Pakistan faces educational 'emergency', says government
- 9 March 2011
- From the section South Asia
The Pakistani government says the country is in the midst of an educational emergency with disastrous human and economic consequences.
A report by a government commission found that half of all Pakistani school children cannot read a sentence.
The commission found funding for schools has been cut from 2.5% of GDP in 2005 to just 1.5% - less than the national airline gets in subsidies.
It describes the education crisis as a self-inflicted disaster.
The report says 25 million children in Pakistan do not get education, a right guaranteed in the country's constitution.
Three million children will never in their lives attend a lesson.

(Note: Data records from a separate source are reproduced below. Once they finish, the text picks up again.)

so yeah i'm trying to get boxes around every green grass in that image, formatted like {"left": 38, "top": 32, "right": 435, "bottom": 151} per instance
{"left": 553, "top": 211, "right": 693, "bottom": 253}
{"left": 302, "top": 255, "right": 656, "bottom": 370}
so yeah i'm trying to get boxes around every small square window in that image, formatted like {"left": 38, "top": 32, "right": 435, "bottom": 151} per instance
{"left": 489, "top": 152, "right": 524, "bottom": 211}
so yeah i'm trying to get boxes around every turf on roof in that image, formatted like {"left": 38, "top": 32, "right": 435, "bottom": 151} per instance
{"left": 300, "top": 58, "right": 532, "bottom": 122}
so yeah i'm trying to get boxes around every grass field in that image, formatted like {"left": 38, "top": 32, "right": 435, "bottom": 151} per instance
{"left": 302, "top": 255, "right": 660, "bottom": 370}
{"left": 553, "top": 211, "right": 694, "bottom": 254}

The report says that while rich parents send their children to private schools and later abroad to college or university, a third of all Pakistanis have spent less than two years at school.
"Millions of children are out of school, there is a crumbling infrastructure and education budgets are constantly shrinking but... the situation can be improved in a matter of years if there is a political will for change," the report says.

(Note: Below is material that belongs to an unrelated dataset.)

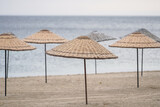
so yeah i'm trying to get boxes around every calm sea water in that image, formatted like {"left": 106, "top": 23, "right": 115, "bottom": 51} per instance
{"left": 0, "top": 16, "right": 160, "bottom": 77}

It says that at the current rate of progress Punjab province will provide all children with their constitutional right to education by 2041 while Balochistan province - the worst affected area - will not reach this goal until 2100.
The report says that only 6% of children in the country get their education in religious schools or madrassas.
The commission found that:
- 30,000 school buildings are so neglected that they are dangerous
- 21,000 schools do not have a school building at all
- Only half of all women in Pakistan can read, in rural areas the figure drops to one third
- There are 26 countries poorer than Pakistan who still manage to send more of their children to school
- Only 65% of schools have drinking water, 62% have latrines, 61% a boundary wall and 39% have electricity
The report said that Pakistan - in contrast to India, Sri Lanka and Bangladesh - has no chance of reaching the UN's Millennium Development Goals for education by 2015.
The findings also affect population growth - because educated women have smaller families with children who are healthier and more inclined to use their own education to nurture the next generation.
The report concludes that if the government doubled its present spending on education, significant progress could be made in just two years.